Help for package ugatsdb

Title:

Uganda Time Series Database API

Version:

0.2.3

Date:

2022-11-20

Description:

An R API providing easy access to a relational database with macroeconomic, financial and development related time series data for Uganda. Overall more than 5000 series at varying frequency (daily, monthly, quarterly, annual in fiscal or calendar years) can be accessed through the API. The data is provided by the Bank of Uganda, the Ugandan Ministry of Finance, Planning and Economic Development, the IMF and the World Bank.

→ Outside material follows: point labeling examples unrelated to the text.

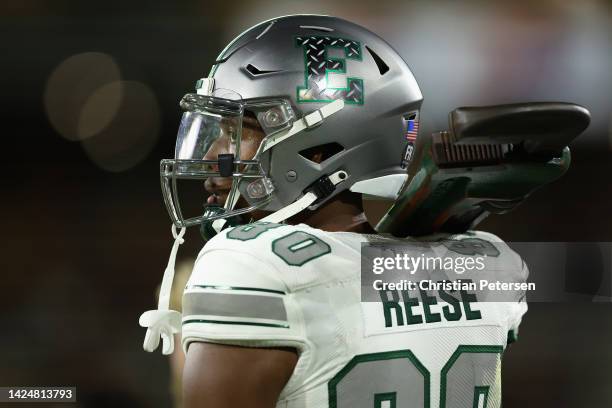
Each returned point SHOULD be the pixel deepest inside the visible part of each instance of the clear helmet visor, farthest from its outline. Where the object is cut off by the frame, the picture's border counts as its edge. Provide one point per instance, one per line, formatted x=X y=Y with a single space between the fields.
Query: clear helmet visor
x=216 y=172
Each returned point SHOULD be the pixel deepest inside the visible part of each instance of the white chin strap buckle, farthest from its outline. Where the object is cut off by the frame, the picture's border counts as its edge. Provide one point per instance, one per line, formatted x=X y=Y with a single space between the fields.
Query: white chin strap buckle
x=321 y=189
x=163 y=322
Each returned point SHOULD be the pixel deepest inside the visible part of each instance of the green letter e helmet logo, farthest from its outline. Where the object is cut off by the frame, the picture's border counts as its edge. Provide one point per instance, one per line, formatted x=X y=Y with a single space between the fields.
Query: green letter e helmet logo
x=320 y=87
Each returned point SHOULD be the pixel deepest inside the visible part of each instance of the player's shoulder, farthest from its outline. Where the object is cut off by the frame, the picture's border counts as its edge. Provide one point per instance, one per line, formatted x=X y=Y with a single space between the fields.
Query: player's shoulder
x=256 y=235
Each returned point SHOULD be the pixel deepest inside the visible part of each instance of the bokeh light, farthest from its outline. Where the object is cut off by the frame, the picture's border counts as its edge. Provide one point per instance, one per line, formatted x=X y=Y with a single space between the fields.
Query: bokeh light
x=132 y=133
x=71 y=95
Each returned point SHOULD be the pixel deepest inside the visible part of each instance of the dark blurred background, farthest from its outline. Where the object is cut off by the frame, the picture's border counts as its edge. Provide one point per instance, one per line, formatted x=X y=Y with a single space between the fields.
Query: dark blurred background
x=89 y=94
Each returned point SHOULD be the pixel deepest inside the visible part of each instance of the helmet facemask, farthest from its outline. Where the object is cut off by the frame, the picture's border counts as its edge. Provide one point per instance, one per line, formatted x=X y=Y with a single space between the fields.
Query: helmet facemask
x=220 y=143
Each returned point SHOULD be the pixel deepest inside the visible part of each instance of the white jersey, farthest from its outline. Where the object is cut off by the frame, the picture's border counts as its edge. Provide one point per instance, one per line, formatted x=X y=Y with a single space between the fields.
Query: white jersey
x=269 y=285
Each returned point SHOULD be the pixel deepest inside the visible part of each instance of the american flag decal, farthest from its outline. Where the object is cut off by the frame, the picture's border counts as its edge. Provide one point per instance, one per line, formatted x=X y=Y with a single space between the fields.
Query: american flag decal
x=412 y=129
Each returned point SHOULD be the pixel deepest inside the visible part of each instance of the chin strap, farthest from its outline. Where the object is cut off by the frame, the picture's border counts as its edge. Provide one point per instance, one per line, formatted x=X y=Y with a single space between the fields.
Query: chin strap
x=164 y=322
x=316 y=192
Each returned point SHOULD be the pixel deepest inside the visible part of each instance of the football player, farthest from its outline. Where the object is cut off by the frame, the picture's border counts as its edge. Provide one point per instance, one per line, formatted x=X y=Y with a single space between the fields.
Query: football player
x=298 y=118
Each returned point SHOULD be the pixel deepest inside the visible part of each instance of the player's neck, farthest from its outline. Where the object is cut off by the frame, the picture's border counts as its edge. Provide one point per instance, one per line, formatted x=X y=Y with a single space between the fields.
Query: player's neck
x=343 y=213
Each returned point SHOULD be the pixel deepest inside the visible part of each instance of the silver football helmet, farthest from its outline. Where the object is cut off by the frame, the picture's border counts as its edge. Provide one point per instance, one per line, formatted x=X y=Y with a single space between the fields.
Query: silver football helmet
x=280 y=91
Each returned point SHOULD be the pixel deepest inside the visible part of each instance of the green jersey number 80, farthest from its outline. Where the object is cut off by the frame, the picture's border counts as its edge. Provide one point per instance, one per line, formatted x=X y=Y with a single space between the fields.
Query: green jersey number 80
x=395 y=379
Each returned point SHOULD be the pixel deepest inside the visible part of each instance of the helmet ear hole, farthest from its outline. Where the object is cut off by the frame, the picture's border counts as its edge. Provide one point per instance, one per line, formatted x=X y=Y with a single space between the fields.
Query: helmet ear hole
x=320 y=153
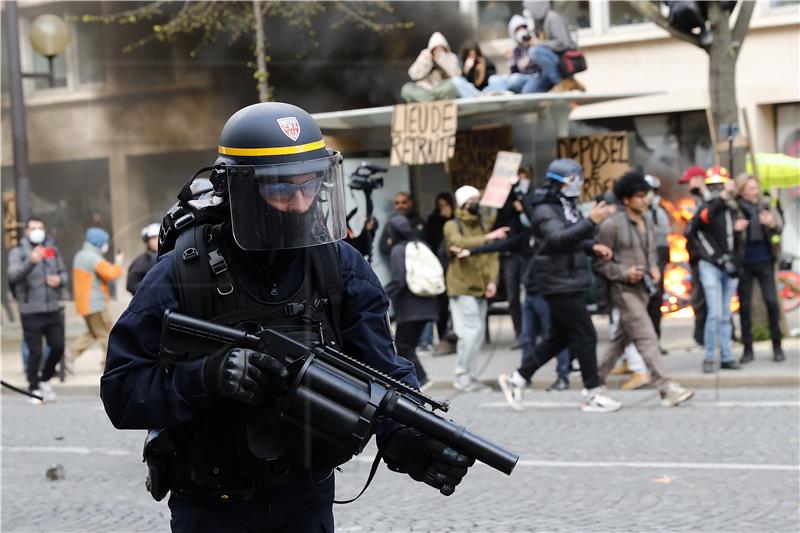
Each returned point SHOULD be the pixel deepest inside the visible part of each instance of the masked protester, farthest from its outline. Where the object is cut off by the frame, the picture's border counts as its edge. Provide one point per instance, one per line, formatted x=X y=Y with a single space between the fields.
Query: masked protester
x=273 y=260
x=563 y=240
x=759 y=249
x=714 y=228
x=36 y=275
x=470 y=282
x=91 y=275
x=142 y=264
x=633 y=276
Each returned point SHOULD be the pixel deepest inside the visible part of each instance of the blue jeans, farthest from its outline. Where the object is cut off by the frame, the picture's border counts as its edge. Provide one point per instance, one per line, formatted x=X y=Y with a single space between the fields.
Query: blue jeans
x=549 y=62
x=516 y=83
x=535 y=323
x=718 y=288
x=465 y=88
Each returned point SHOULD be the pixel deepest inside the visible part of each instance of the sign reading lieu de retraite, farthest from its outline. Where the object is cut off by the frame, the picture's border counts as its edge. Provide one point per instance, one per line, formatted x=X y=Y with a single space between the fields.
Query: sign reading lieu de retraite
x=424 y=133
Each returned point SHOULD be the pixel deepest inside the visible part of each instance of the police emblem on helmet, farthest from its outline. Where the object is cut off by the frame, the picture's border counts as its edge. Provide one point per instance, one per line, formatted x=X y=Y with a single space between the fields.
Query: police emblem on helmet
x=290 y=127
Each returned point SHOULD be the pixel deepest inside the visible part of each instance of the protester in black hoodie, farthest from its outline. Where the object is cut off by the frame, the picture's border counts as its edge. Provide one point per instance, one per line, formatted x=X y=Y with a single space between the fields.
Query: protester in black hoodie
x=563 y=238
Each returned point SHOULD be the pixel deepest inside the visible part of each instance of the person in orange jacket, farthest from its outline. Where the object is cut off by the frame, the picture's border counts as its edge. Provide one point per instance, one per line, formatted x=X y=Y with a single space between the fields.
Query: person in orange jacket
x=91 y=274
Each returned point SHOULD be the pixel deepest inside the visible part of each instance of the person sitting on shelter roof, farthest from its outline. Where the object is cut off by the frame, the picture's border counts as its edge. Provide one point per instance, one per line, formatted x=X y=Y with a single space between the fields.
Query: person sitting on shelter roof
x=554 y=39
x=437 y=74
x=524 y=77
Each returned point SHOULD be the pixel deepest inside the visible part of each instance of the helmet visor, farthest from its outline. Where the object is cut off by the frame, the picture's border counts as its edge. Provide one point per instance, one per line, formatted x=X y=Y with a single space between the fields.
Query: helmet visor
x=290 y=205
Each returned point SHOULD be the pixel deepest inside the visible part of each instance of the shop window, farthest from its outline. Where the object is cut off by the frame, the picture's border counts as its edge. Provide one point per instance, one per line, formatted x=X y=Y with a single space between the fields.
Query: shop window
x=622 y=13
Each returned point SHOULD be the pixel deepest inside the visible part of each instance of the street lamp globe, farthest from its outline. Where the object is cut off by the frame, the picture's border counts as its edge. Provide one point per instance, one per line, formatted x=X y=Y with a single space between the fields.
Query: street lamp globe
x=49 y=35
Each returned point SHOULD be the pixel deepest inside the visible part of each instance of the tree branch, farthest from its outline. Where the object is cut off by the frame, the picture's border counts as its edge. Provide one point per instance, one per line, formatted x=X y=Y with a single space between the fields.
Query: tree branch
x=742 y=23
x=652 y=12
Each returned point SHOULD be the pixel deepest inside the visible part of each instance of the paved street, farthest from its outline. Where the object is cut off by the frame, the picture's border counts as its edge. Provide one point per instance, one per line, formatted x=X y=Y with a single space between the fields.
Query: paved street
x=730 y=465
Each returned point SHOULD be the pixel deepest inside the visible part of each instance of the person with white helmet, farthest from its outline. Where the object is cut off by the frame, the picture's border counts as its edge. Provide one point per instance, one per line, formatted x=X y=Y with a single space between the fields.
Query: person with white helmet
x=470 y=282
x=142 y=264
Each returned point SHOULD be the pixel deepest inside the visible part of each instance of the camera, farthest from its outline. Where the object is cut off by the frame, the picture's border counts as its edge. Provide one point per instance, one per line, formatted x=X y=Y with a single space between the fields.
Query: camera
x=363 y=179
x=649 y=285
x=728 y=266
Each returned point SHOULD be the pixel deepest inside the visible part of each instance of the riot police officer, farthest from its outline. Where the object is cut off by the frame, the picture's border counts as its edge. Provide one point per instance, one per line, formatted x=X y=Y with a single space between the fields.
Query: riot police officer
x=232 y=463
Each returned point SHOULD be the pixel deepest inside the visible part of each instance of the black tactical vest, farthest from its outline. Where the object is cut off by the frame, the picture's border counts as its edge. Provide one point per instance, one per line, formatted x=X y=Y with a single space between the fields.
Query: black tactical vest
x=235 y=442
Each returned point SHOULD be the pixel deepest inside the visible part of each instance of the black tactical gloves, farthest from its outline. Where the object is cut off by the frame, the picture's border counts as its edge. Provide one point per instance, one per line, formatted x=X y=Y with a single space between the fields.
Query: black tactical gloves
x=243 y=375
x=426 y=459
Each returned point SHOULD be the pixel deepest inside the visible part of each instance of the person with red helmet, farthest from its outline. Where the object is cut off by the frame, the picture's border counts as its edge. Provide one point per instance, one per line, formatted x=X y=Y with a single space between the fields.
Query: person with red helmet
x=714 y=228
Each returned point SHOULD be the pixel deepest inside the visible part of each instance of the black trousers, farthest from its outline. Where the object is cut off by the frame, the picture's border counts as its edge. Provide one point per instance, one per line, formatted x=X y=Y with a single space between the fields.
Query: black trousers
x=698 y=299
x=406 y=339
x=51 y=327
x=765 y=274
x=512 y=269
x=570 y=327
x=296 y=511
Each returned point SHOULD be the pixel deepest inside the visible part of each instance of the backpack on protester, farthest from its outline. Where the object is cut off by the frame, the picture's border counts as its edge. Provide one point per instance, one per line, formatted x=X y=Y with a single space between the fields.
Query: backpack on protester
x=424 y=272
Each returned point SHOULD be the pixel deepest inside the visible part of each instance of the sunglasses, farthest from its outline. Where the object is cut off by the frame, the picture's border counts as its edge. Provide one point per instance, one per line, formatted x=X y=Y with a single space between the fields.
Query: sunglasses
x=285 y=191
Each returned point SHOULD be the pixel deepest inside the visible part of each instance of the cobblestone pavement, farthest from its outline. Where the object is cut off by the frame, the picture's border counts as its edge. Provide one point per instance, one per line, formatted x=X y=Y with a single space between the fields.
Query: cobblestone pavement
x=707 y=466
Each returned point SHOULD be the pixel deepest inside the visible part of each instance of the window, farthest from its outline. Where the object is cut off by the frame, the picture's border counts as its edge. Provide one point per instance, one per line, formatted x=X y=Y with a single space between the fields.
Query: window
x=576 y=13
x=621 y=13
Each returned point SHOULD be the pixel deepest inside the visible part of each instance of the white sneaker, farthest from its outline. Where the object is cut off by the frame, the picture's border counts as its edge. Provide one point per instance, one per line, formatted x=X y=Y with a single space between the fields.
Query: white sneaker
x=512 y=390
x=599 y=402
x=35 y=401
x=47 y=392
x=675 y=395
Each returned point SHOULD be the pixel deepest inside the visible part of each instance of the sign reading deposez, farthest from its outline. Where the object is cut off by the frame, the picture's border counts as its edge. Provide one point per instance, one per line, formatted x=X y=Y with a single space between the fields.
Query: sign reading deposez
x=604 y=159
x=424 y=133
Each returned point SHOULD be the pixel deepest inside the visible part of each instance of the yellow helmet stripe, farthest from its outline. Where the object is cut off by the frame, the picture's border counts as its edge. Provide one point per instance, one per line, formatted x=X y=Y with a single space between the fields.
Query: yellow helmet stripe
x=281 y=150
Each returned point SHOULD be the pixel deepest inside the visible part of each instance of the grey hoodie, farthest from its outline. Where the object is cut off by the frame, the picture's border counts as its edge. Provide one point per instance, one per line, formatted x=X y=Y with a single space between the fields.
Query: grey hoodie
x=28 y=279
x=551 y=27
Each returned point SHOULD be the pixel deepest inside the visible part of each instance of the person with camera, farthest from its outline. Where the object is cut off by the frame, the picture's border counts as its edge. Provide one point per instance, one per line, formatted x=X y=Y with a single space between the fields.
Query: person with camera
x=759 y=232
x=633 y=275
x=36 y=274
x=715 y=227
x=142 y=264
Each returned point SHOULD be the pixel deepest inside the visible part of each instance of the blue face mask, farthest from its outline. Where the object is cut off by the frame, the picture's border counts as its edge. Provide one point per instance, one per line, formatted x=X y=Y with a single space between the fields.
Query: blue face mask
x=573 y=186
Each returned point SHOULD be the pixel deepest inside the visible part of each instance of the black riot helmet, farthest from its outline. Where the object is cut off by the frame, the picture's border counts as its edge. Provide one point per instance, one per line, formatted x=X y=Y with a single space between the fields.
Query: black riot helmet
x=286 y=188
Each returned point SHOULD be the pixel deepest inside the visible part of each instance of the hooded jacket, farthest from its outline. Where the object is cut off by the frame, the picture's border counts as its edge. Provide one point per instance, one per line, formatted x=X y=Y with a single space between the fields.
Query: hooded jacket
x=468 y=276
x=560 y=263
x=551 y=28
x=429 y=72
x=408 y=307
x=91 y=273
x=27 y=279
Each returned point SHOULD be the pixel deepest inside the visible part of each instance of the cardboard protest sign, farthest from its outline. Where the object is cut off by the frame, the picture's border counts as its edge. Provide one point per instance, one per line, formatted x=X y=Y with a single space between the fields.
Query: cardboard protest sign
x=476 y=151
x=424 y=133
x=499 y=187
x=604 y=158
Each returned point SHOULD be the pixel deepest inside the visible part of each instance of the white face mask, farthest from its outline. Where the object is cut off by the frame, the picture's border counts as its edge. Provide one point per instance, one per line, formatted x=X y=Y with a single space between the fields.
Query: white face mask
x=573 y=186
x=37 y=236
x=522 y=35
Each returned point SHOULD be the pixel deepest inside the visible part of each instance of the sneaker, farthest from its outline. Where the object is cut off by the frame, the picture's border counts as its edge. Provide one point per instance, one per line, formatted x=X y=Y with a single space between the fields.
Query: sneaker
x=35 y=401
x=637 y=381
x=47 y=392
x=777 y=352
x=559 y=384
x=444 y=348
x=512 y=389
x=622 y=369
x=599 y=402
x=675 y=395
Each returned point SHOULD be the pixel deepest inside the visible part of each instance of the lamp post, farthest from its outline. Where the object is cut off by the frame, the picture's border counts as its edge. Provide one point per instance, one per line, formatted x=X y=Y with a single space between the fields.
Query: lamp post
x=49 y=36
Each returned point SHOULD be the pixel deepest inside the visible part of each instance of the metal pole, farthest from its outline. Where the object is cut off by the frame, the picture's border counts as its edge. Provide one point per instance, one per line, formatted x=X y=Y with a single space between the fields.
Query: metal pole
x=19 y=134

The database is being updated once a month.

URL:

https://mepd.finance.go.ug/apps.html

License:

GPL-3

Encoding:

UTF-8

Imports:

DBI, RMySQL, data.table, collapse, writexl

Suggests:

magrittr, xts, dygraphs

RoxygenNote:

7.1.2

NeedsCompilation:

Packaged:

2022-11-20 23:28:02 UTC; sebastiankrantz

Author:

Sebastian Krantz [aut, cre]

Maintainer:

Sebastian Krantz <sebastian.krantz@graduateinstitute.ch>

Repository:

CRAN

Date/Publication:

2022-11-24 00:20:02 UTC

Uganda Time Series Database API

Description

Functions

Functions to retrieve tables identifying the data

datasources()
datasets()
series()

Function to retrieve the data from the database

get_data()

Functions to reshape data and add temporal identifiers

long2wide()
wide2long()
expand_date()

Function to export wide format data to Excel

wide2excel()

Helper functions (useful esp. for common Excel formats)

make_date()
transpose_wide()

Global Macros with core ID variables in the database

.IDvars
.Tvars

Function to renew database connection without reloading the package

ugatsdb_reconnect()

Examples


library(ugatsdb)
library(magrittr) # Pipe %>% operators
library(xts)      # Time series class and pretty plots

# Plotting daily IFEM Buying and Selling Rates from the Bank of Uganda
get_data("BOU_E", c("E_IFEM_B", "E_IFEM_S"), from = 2020) %>%
  as.xts %>% plot

library(dygraphs)

# Same generating a dynamic chart
get_data("BOU_E", c("E_IFEM_B", "E_IFEM_S"), from = 2020) %>%
  as.xts %>% dygraph

# Static plot but with legend showing variable labels
get_data("BOU_E", c("E_IFEM_B", "E_IFEM_S"), from = 2020, wide = FALSE) %>%
  long2wide(names_from = "Label") %>% as.xts %>%
  plot(legend.loc = "topleft")

Global Identifier Macros

Description

The macro .IDvars contains the string c("DSID", "Series") denoting variables that uniquely identify series in the database. Note that the series code contained in "Series" alone is not sufficient to uniquely identify a series as some series are recorded with the same code in multiple datasets (mostly either the same data aggregated at a different frequency, or a different collection of indicators). For example goods exports with the series code "EX_G" are recorded in the datasets "BOU_MMI", "BOU_MMI_A" (annual data), and "BOU_MMI_FY" (fiscal year data).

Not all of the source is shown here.